Yo trataba de permanecer inmóvil. Contenía la respiración y cerraba mis ojos. No los necesitaba abiertos para poder ver la confusión en los rostros de los hombres.
Detrás de los arbustos pude ver cómo siguieron de largo sin descubrirme. —Eso estuvo cerca— me dije, aliviada.
Cuando sentí seguro, salí de allí, arrastrándome por el suelo hasta que consideré factible ponerme de pié y caminar de manera sigilosa.
Apenas di unos pasos, de frente me encontré a un sabueso que me gruñía rabioso. Un rastreador.
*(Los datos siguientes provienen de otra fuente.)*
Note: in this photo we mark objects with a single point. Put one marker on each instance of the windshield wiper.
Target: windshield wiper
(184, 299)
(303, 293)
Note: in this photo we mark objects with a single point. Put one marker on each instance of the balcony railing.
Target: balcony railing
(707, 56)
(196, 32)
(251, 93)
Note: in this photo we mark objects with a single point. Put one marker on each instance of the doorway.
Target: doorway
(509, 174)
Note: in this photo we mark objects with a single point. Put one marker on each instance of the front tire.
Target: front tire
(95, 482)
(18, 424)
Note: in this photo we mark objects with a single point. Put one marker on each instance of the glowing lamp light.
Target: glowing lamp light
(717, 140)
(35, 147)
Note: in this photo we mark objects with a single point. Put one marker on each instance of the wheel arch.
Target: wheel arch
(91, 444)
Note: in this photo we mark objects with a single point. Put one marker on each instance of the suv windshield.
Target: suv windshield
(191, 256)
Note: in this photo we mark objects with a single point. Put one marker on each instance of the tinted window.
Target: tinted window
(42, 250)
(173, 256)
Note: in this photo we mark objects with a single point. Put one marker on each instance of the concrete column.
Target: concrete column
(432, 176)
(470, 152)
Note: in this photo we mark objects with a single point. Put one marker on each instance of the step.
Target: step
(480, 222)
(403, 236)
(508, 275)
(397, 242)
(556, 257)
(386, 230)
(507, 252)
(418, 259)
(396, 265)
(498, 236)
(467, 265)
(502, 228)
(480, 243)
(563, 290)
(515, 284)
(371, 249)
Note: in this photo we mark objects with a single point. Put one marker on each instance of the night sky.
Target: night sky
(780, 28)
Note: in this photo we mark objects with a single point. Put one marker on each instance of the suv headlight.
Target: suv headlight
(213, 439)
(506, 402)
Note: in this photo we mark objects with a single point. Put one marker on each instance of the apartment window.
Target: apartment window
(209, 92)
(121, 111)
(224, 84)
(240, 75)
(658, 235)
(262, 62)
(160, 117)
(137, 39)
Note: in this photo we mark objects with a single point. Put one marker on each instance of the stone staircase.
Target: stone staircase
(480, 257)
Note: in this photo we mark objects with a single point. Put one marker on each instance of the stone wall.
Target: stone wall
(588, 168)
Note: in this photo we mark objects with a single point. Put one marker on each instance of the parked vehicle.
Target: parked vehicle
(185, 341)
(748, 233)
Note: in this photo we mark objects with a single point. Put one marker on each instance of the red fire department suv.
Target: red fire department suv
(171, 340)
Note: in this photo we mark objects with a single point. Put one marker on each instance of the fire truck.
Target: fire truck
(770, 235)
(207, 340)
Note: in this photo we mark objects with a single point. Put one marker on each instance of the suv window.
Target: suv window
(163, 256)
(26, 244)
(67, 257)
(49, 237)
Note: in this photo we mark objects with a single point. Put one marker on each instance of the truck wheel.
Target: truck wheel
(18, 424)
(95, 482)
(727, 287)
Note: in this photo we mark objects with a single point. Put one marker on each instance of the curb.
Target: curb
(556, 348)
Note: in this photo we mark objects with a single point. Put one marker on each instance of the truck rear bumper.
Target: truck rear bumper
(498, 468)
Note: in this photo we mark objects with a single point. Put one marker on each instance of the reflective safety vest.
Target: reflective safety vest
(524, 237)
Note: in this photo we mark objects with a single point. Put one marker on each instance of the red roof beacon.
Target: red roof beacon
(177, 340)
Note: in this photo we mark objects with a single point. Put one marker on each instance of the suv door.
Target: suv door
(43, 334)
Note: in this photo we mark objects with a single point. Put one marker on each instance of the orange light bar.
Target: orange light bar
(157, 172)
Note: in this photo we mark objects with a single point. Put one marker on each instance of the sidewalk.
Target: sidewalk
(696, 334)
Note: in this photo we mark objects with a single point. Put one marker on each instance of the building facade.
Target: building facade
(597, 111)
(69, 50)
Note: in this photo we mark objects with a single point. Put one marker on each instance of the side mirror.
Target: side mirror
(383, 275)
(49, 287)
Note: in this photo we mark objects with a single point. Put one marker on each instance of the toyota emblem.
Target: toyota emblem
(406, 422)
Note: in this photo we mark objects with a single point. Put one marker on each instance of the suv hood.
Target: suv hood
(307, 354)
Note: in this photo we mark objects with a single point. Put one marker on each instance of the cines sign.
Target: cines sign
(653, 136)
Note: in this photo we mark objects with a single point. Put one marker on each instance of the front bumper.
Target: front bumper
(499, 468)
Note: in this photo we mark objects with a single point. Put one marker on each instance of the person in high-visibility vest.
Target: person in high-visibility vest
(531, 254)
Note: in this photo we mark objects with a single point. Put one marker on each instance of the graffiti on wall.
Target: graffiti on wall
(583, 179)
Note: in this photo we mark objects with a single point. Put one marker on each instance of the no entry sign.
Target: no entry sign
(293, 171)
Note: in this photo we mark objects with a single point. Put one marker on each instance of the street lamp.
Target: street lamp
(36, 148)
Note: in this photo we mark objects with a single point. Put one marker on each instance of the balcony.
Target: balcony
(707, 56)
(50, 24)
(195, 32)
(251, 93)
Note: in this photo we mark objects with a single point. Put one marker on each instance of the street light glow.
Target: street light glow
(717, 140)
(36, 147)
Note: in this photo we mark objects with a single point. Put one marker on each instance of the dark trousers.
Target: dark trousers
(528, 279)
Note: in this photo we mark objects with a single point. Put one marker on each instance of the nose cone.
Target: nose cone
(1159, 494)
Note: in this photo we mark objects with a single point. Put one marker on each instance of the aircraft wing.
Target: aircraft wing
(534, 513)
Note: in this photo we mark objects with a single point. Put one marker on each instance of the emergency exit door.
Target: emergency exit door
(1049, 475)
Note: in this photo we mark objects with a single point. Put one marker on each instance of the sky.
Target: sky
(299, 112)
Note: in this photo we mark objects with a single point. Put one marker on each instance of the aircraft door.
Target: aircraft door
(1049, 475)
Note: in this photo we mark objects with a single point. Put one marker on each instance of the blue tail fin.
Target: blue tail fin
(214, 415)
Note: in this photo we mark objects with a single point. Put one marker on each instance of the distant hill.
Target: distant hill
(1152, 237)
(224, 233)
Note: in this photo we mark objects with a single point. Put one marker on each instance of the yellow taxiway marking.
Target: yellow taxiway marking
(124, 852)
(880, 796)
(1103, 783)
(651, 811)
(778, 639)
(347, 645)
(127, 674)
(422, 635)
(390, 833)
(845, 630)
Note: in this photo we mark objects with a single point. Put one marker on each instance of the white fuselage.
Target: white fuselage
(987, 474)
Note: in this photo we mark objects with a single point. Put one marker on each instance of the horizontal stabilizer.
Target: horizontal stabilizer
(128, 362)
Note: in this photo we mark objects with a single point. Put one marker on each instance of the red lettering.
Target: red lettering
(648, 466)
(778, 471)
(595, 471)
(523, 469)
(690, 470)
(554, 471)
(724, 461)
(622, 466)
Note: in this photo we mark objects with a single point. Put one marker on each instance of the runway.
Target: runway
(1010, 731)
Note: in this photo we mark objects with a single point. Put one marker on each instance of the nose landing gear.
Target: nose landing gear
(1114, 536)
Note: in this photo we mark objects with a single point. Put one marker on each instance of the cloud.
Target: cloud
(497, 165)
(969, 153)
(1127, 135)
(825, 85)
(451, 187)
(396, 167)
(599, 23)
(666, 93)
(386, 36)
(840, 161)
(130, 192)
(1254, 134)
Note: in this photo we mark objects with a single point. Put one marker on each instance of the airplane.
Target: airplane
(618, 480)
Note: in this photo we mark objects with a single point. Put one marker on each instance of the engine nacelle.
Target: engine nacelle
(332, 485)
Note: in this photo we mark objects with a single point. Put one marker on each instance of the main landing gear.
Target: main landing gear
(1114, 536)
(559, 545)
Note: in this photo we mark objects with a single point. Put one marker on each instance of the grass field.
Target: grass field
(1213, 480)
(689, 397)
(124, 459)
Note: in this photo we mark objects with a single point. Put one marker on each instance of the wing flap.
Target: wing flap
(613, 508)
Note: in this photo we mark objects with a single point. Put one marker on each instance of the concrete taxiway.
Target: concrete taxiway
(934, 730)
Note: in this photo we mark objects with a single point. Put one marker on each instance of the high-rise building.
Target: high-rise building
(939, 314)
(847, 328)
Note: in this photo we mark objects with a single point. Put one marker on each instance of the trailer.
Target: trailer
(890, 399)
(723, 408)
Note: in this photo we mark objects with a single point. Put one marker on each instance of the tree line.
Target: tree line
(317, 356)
—Tranquilo, perrito... Pequeña y peluda criaturita...— yo me disponía a encantar al animalejo con mi dije pero el estúpido perro ladró. Ladraba cada vez más fuerte, alertando a los inquisidores.
De inmediato se escucharon los caballos galopando a toda prisa, de regreso.
—Maledetto cane!—, giré mi muñeca y el cuello del animal giró de igual modo hasta que se torció. Sus huesos se oyeron quebrarse y el animal cayó al suelo muerto.
Las antorchas iluminaron el claro del bosque. Era muy tarde. Ya habían llegado los inquisidores.
—Questo è l'ultimo trucco che farò, strega!—(¡Este será el último truco que hagas, bruja!)—¡Quemen a la hechicera!
Los hombres desmontaron sus caballos y me apresaron. Los demás preparaban la hoguera. Yo sólo podía observar. Mi cuerpo temblaba de miedo mientras elevaba mi mirada al cielo. La luna llena me miraba... Hermosa. Cerré mis ojos. Después de todo, no era la primera vez que pasaba... Y tampoco sería la última.